Hundreds of knights started, but only a fool achieved the last test of the Grail Quest, he asked the question:
“To whom does the Grail serve?”
Percival in the Grail stories is a simple fool who went on to become the knight who would achieve the Grail Quest and restore healing to the land. Society conditioned Percival in the form of his mother and well-meaning fellow knights who taught him never to ask frivolous questions, which was the cause of why he failed the test in his first encounter with the Grail. After further adventures Percival had to unlearn his conditioning and then asked the question at the second encounter with the Grail, restoring the wasteland to prosperity.
The last test of the Grail Quest is clever, the solution is neither the question nor the answer, but rather the state of mind that asked the question. Only an individual with humility could ask the Grail question, if an individual came before the Grail with preconceptions, be it conditioned by society or self, they were in a state of hubris, their prejudices blinding them to the reality in front of their noses. Like children with no preconceptions we see everything as fresh and unique, and in those moments like little children our minds are full of questions, we see everything with clear eyes.
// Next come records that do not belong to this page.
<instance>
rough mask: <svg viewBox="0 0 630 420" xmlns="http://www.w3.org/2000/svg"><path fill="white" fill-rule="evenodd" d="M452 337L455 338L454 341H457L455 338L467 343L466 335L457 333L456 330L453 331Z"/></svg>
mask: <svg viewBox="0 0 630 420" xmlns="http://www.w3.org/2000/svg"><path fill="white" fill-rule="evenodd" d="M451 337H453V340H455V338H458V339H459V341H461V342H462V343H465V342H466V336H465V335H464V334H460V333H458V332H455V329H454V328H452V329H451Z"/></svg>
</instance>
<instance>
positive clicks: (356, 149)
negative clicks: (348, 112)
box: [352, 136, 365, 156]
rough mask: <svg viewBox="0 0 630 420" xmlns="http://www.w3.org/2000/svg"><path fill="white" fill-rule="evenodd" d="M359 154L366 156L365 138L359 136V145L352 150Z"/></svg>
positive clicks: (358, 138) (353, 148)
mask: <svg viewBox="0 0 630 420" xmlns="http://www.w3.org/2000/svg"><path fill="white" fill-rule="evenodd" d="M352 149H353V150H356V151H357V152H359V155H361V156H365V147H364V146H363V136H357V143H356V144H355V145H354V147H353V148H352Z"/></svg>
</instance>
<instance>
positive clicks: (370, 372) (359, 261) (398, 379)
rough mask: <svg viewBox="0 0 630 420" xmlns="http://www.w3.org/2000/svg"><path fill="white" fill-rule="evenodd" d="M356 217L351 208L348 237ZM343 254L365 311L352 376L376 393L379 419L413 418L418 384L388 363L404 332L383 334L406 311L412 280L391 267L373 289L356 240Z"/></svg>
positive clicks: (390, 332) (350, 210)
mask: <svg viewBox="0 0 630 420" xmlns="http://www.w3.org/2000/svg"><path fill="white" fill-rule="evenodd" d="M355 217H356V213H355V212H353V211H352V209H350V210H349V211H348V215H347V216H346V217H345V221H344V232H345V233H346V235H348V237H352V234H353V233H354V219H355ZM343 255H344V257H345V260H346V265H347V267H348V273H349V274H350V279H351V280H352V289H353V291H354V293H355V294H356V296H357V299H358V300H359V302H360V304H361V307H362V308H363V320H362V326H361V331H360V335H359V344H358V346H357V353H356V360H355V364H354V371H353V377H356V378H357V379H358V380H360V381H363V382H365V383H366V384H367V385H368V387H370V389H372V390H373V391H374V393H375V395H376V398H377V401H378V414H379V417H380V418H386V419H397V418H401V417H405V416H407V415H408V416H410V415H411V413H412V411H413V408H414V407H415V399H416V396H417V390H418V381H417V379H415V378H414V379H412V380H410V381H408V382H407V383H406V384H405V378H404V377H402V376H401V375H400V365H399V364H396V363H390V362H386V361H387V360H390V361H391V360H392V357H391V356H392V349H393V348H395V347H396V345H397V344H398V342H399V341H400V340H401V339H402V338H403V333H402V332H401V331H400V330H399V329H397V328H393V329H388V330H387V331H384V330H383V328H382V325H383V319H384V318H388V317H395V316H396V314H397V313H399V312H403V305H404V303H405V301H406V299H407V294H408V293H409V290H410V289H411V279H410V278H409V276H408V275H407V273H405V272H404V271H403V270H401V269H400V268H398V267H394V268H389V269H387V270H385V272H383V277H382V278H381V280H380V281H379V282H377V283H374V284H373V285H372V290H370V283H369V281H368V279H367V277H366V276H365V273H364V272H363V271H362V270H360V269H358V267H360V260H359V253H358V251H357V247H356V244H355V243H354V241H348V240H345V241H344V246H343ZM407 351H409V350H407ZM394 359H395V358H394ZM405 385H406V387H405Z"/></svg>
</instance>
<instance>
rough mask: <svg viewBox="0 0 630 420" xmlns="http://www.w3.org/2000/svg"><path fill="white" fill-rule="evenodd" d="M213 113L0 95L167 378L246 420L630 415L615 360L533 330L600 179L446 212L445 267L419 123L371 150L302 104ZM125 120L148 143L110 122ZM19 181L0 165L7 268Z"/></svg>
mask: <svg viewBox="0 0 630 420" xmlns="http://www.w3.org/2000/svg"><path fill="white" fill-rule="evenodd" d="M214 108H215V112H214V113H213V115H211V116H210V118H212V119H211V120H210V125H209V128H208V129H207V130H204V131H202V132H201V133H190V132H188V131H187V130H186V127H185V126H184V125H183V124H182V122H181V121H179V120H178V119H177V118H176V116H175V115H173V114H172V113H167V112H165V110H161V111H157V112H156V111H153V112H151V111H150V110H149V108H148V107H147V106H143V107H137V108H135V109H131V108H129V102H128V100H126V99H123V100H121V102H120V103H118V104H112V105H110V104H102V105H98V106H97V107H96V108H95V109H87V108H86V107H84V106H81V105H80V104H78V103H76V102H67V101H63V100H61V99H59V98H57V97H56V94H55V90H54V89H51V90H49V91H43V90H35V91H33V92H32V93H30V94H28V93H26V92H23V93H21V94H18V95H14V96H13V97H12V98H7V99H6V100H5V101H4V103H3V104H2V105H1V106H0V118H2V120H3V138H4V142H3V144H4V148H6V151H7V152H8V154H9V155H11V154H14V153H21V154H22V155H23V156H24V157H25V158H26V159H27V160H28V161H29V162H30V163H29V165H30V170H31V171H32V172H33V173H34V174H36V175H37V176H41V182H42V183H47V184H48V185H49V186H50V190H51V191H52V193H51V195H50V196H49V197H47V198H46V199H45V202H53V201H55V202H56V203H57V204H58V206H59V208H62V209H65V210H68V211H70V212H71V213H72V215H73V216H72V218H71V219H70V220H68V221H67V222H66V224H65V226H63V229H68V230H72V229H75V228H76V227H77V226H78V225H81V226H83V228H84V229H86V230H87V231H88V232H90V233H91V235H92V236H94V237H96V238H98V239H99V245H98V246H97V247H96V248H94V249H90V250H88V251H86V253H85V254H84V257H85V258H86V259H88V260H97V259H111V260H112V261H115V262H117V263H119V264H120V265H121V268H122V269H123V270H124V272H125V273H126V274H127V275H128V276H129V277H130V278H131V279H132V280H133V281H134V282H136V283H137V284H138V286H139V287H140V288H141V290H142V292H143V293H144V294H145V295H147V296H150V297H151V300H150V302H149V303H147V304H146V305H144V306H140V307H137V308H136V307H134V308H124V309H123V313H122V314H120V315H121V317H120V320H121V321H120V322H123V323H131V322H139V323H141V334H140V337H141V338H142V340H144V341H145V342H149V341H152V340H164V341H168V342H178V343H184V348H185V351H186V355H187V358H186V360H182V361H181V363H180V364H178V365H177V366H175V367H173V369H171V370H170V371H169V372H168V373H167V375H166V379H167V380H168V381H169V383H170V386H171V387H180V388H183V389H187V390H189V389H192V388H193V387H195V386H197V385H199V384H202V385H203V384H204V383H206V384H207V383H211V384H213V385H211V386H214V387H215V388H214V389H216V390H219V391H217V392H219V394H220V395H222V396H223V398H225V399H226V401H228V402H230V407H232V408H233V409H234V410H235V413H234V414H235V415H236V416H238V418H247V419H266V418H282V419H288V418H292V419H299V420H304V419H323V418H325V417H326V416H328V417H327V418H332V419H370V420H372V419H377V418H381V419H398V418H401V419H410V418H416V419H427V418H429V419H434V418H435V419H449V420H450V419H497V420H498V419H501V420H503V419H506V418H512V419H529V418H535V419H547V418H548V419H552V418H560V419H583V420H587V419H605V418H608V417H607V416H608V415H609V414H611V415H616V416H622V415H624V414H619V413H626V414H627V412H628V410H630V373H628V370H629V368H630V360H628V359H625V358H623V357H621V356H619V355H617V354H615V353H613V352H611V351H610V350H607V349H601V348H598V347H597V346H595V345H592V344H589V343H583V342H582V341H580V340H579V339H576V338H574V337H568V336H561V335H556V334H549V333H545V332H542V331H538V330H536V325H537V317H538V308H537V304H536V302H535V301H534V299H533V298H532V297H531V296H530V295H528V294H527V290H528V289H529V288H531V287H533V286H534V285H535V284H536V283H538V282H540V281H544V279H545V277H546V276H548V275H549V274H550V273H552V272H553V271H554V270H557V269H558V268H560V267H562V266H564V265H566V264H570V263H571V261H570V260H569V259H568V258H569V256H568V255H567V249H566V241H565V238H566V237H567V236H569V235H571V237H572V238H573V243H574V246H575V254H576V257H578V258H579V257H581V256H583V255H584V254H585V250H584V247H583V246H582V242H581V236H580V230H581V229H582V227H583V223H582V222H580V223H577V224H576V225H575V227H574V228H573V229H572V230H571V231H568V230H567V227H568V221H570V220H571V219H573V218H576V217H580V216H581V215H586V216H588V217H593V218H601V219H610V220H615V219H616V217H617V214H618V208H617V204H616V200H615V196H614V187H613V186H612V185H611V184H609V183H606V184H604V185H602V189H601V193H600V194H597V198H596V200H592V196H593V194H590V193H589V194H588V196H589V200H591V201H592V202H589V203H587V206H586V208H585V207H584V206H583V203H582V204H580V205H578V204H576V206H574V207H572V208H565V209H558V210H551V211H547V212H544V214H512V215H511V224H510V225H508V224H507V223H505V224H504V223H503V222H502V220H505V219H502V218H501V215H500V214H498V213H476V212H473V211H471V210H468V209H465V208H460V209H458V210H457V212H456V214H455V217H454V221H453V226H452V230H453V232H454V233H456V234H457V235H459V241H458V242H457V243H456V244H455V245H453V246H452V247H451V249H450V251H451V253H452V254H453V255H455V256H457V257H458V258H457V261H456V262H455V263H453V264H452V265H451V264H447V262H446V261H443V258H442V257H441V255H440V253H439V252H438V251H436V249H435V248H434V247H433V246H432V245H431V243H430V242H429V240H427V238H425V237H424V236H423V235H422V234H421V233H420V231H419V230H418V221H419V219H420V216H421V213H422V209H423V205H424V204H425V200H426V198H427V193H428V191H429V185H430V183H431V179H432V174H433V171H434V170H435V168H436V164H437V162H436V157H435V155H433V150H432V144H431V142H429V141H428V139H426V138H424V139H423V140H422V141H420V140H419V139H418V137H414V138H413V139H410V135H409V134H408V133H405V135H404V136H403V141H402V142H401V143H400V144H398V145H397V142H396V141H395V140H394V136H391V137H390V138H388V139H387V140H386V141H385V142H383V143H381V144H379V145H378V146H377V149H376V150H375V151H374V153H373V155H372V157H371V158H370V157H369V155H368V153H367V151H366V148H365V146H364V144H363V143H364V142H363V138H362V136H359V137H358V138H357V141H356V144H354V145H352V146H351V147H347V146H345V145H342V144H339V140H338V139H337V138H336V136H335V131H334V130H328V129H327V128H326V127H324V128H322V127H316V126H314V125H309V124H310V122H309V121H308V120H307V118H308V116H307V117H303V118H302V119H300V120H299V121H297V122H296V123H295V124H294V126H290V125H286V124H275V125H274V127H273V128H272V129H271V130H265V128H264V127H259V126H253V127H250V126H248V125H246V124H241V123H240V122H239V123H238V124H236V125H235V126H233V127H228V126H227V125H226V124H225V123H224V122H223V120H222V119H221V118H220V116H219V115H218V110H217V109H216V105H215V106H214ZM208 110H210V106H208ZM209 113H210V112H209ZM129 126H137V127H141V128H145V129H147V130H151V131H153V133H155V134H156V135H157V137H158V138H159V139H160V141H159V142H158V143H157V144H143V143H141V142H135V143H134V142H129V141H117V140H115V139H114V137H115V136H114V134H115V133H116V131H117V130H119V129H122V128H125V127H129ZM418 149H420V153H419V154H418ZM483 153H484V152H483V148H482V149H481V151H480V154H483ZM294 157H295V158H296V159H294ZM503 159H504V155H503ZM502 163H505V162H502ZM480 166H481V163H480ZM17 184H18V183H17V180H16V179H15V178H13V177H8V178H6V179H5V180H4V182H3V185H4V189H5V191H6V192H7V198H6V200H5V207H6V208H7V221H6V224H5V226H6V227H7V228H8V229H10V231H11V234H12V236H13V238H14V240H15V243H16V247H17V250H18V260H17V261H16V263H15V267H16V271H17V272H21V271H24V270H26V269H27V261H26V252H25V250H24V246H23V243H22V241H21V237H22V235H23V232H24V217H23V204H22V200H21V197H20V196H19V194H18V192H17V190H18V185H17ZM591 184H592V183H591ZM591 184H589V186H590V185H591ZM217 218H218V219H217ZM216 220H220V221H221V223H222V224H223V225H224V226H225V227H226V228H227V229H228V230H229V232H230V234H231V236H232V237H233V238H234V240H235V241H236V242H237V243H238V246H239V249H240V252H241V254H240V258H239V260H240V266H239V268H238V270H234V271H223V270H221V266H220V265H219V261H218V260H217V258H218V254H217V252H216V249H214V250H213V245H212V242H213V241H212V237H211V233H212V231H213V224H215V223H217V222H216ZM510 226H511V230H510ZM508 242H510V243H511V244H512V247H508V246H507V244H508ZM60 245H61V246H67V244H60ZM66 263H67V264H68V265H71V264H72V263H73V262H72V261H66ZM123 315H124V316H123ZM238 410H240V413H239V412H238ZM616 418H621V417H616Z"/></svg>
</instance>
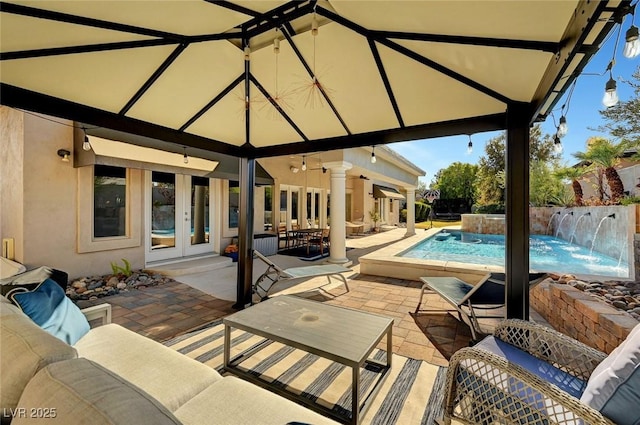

Hubris is a terrible state of being for it blinds you to reality, in your blindness you are unable to fully see the opportunities or realities in your life. In hindsight the information was available warning of an attack at 9-11 but preconceptions blinded the sophisticated systems and clever armies of experts in the US intelligence services at terrible cost for America and for the world.
6th October is personally a day marked by bad events or amazing opportunities for me, but yesterday the only event that stood out from the ordinary was the “stupid pigeon” that I blogged about. Today I recognise I am the stupid one, not the pigeon which taught me a significant lesson. I have become too obsessed with my own rules, blinded so that I am unable to act as flexibly as I should to the changing situations that nature manifests. Gawain is obsessive and hubristic in his devotion to rules of chivalry and social conduct in the Grail stories, which is blinding when you deal with chaotic wild nature, interestingly highlighted in the story of Gawain and the Green Knight.
Had I been strict in my interpretation of my own rules of intervention the pigeon would be dead, I had to break my rules by forcing the pigeon to move. My blindness extended to my inability to see the cause of why the pigeon acted the way it did, Ohnwentsya explained in the comments in the “stupid pigeon” blog that animals and people shut down when overwhelmed by a stimulus, I kicked myself when I read that since it sometimes happens to me that I shut down when over stressed.
I shall reflect on this incident for a long time to come. Yesterday, I was the stupid one, I would have failed the final Grail test, the pigeon was a good teacher.